Dyson grapples with these modulations of temperature and political agency, advancing her research on the ways that black and brown bodies perceive and negotiate space, and the ways that water, historically and in the present, has operated as a contested site. A series of paintings incorporate cumulative layers of washes, colors, textures, geometric markings, and sculptural modules. In addition, she has designed an abstract sculpture that uses transparency and geometry to reflect on the interstitial political and environmental conditions that the boys on the raft created and occupied. The works on view are the culmination of a creative process that has entailed historical research, material experiments, drawing, model making, and exchanges with architects, students, and scholars at Columbia GSAPP, where the School’s Making Studio has provided fabrication support.

For her exhibition at GSAPP, Dyson has developed a new body of work that harnesses artistic improvisation, philosophical meditation, and critical thinking about the ways that climate change disproportionately affects people of color around the world. It connects her interest in emerging discourses on the plantationocene with her idea of “Black Compositional Thought,” a working term that considers how spatial conditions—paths, throughways, water, architecture, and geographies—are composed by black bodies and how the attendant properties of energy, space, and objects interact as networks of liberation.

The exhibition 1919: Black Water is organized by Columbia GSAPP and curated by Irene Sunwoo, GSAPP Director of Exhibitions and Curator of the Arthur Ross Architecture Gallery.
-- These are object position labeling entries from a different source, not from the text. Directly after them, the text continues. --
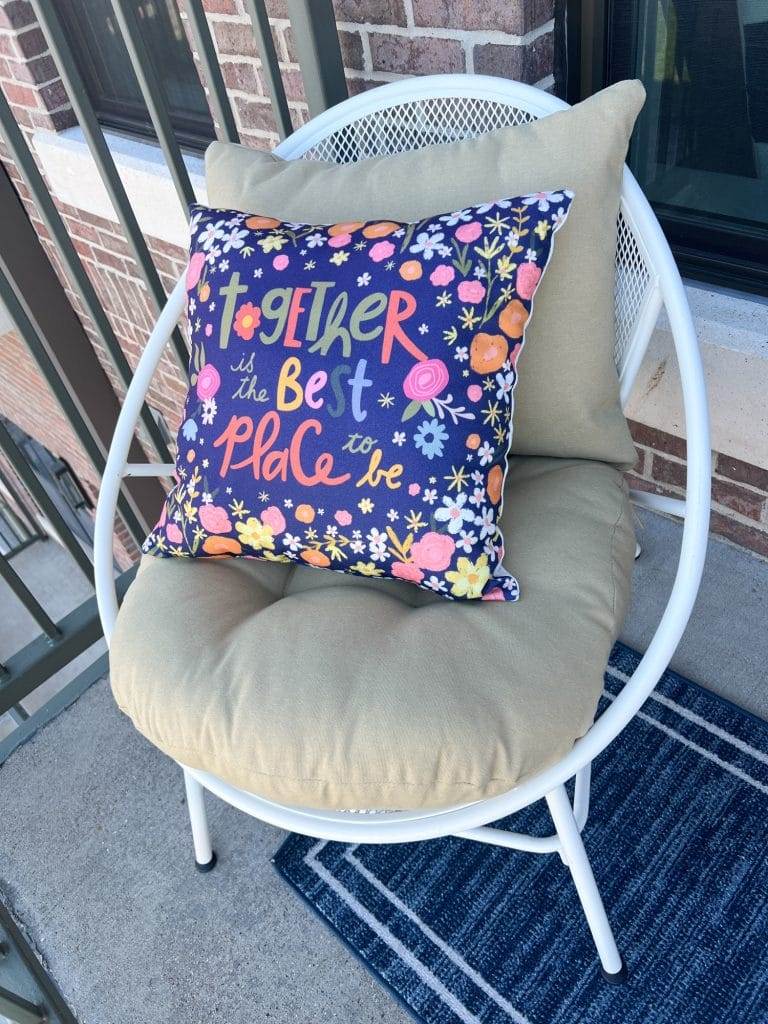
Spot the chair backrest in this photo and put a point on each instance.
(416, 113)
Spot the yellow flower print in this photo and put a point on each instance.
(469, 317)
(367, 568)
(505, 267)
(489, 249)
(469, 578)
(415, 521)
(255, 534)
(239, 509)
(272, 243)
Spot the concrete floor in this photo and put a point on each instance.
(96, 860)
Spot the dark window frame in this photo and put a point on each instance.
(708, 248)
(194, 132)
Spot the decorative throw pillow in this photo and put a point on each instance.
(568, 359)
(351, 391)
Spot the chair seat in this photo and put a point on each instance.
(330, 691)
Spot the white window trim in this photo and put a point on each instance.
(74, 178)
(732, 327)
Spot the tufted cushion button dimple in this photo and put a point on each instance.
(325, 690)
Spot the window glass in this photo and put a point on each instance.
(102, 59)
(700, 150)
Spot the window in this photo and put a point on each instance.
(700, 147)
(94, 36)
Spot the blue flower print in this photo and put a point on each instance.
(429, 438)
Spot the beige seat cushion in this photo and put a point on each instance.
(327, 690)
(567, 399)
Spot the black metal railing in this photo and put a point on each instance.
(45, 321)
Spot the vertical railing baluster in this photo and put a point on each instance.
(78, 96)
(316, 38)
(23, 593)
(27, 475)
(45, 206)
(67, 400)
(223, 118)
(256, 10)
(152, 90)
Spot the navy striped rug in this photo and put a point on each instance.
(678, 839)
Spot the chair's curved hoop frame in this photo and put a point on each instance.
(471, 819)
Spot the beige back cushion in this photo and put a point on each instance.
(567, 399)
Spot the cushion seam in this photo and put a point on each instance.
(338, 781)
(613, 532)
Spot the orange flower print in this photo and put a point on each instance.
(380, 229)
(259, 223)
(411, 269)
(247, 320)
(487, 352)
(513, 318)
(494, 485)
(221, 546)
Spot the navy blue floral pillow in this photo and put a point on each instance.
(351, 391)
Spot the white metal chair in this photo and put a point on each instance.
(406, 116)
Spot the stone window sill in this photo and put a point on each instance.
(732, 328)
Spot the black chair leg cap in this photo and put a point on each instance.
(619, 978)
(209, 866)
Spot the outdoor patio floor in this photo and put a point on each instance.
(96, 858)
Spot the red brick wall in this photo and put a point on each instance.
(384, 40)
(739, 491)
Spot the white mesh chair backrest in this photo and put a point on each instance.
(422, 121)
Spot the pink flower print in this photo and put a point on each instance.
(214, 519)
(471, 291)
(407, 570)
(426, 380)
(173, 534)
(209, 382)
(273, 518)
(469, 232)
(528, 275)
(381, 251)
(433, 552)
(195, 269)
(442, 275)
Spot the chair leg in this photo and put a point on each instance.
(205, 858)
(589, 895)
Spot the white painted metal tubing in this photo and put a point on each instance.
(198, 819)
(658, 503)
(579, 864)
(417, 824)
(512, 841)
(116, 462)
(150, 469)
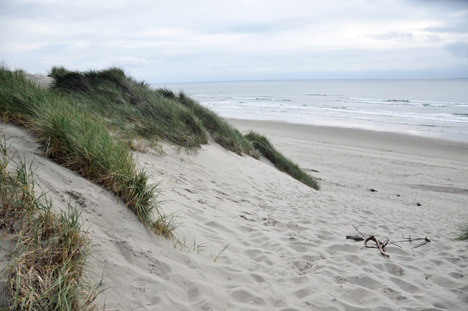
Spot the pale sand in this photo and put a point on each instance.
(286, 242)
1919: Black Water reinforces Columbia GSAPP’s commitment to environmental concerns, which is expressed through the School’s progressive approach to architectural education and its robust program of public events. The School continually re-examines the ways that pedagogy can respond to the expanding purview of global architectural practice and the forces that shape the built environment—such as climate change, sustainability, emerging technologies, and social equity—and provides a public platform to advance discussions on how the field engages with these issues. In addition to the exhibition 1919: Black Water, during the Fall 2019 semester GSAPP is also launching “Public Works for a Green New Deal,” an initiative sponsored by the Temple Hoyne Buell Center for the Study of American Architecture and part of the Center’s ongoing “Power: Infrastructure in America” project. “Public Works” assembles research, design studios, and public programs that respond to the social, technical, and political contours of the Green New Deal resolution. Events will take place at Columbia GSAPP, as well as at partner institutions including the University of Pennsylvania and the Queens Museum.